Error Handling and Messaging Improvements Needed: Several issues call for clearer error messages, such as for deepcopying CUDA tensors in FakeTensorMode, invalid setattr in Dynamo, and scalar usage with torch.where and out= parameter, to improve developer experience.  
issues/165385, issues/165547, issues/165799

Miscellaneous Bugs in Core Operations: Bugs include floating point exceptions in dynamic quantization with zero output dimension, inconsistent remainder behavior between CPU and CUDA, and bugs in fusion scoring logic due to copy-paste errors. These affect correctness and stability in core functionalities.  
issues/165829, issues/165650, issues/165724

2.4 Closed Issues
This section lists, groups, and then summarizes issues that were closed within the last week in the repository. This section also links the associated pull requests if applicable. 
Issues Closed This Week: 32
Summarized Issues:

Installation and Compatibility Issues: Several users report problems installing PyTorch or specific versions due to compatibility issues with Python versions or operating systems. These include errors finding matching distributions for torch==2.7.0 and lack of prebuilt wheels for Python 3.14.0, with plans to support newer Python versions in future releases.  
[issues/165276, issues/165396]

XPU Platform Test Failures and Disabling: Multiple tests in the DynamicShapesGPUTests and TestInductorOpInfoXPU suites are consistently failing on the XPU platform, leading to their disabling on the main branch. These include tests for dynamic shapes, unspec inputs, var correction, and comprehensive atanh operations.  
[issues/165403, issues/165411, issues/165412, issues/165413, issues/165414, issues/165415, issues/165416, issues/165742]

Memory Format and Data Type Bugs on CUDA: Using torch.nn.MaxPool2d with channels_last memory format and bfloat16 dtype on CUDA causes NaN outputs or illegal memory access errors.
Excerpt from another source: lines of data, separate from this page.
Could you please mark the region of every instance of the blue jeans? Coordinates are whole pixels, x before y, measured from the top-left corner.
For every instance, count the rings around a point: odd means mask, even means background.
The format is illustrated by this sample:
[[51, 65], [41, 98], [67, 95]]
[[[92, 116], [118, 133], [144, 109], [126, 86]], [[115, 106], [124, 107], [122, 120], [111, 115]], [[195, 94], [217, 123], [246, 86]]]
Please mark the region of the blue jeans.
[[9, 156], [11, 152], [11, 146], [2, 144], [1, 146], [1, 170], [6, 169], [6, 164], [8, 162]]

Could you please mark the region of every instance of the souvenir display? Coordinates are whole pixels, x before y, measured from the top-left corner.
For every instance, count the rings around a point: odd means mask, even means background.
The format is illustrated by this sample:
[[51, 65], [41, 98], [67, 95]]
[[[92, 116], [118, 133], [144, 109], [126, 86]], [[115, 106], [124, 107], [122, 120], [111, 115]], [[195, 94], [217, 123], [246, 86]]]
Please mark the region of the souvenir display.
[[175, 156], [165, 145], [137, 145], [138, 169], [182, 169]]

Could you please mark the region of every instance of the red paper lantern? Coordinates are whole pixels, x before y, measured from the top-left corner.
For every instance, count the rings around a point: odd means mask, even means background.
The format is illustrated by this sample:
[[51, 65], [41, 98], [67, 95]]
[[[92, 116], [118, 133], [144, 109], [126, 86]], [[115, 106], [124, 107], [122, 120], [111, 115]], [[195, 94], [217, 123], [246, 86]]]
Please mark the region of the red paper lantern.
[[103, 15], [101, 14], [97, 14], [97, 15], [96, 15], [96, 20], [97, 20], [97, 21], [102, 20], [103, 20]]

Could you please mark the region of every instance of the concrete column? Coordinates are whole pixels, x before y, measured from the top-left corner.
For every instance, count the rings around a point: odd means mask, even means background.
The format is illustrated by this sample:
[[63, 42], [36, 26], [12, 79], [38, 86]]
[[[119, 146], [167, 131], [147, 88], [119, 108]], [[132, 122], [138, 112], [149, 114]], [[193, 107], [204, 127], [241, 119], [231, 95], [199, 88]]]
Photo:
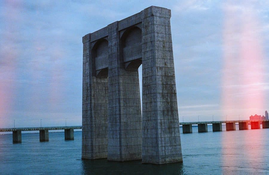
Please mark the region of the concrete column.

This issue can be avoided by converting tensors to a contiguous memory format before applying MaxPool2d.  
[issues/165297]

Distributed and Backend Integration Challenges: There are difficulties mixing NCCL and MPI backends within torch.distributed, specifically using NCCL for global process groups and MPI for subgroups, which leads to segmentation faults and hangs during subgroup creation.  
[issues/165428]

Custom Operator and Inductor Graph Partitioning Issues: Enhancements and bug fixes are needed in custom operator registration to prevent outputs being views of inputs, and proposals exist to improve inductor graph partitioning by specifying custom operators via string names to avoid serialization problems.  
[issues/165360, issues/165486]

Flash Attention and Functorch Compatibility Problems: The torch.func.jvp function does not support models using flash attention due to missing autograd methods, causing runtime errors and NotImplementedErrors when computing gradients or forward automatic differentiation.  
[issues/165517, issues/165530]

Tensor View and Reshape Errors: Using the .view() method on non-contiguous tensor slices results in size and stride incompatibility errors, with recommendations to use .reshape() instead to avoid runtime failures.  
[issues/165525]

Documentation and Contribution Process Clarifications: Users inquire about submitting documentation pull requests, with guidance that minor fixes can be submitted directly while larger changes should be discussed first. Additionally, documentation inaccuracies exist regarding tensor.index_put_ behavior with duplicate indices.  
[issues/165503, issues/165536]

PyTorch Compiler and Serialization Bugs: AOT precompile serialization fails with AttributeErrors when running compiled functions multiple times due to caching conflicts, and the Inductor compiler encounters AttributeErrors related to loop reordering during model compilation with specific settings.  
[issues/165447, issues/165579]

Resource Management and Reference Counting Bugs: The c10::intrusive_ptr::reset_() method mishandles weak reference counts, potentially causing resource leaks, and PyTorch Dynamo's RelationalGuard classes improperly store raw PyObject* pointers without incrementing reference counts, risking dangling pointers.  
[issues/165262, issues/165722]

Test Suite Failures and Disabling on XPU: Several tests related to dynamic shapes, unspec inputs, and specific operations are disabled due to consistent failures on the XPU platform, affecting test reliability and coverage.  
[issues/165403, issues/165411, issues/165412, issues/165413, issues/165414, issues/165415, issues/165416, issues/165742]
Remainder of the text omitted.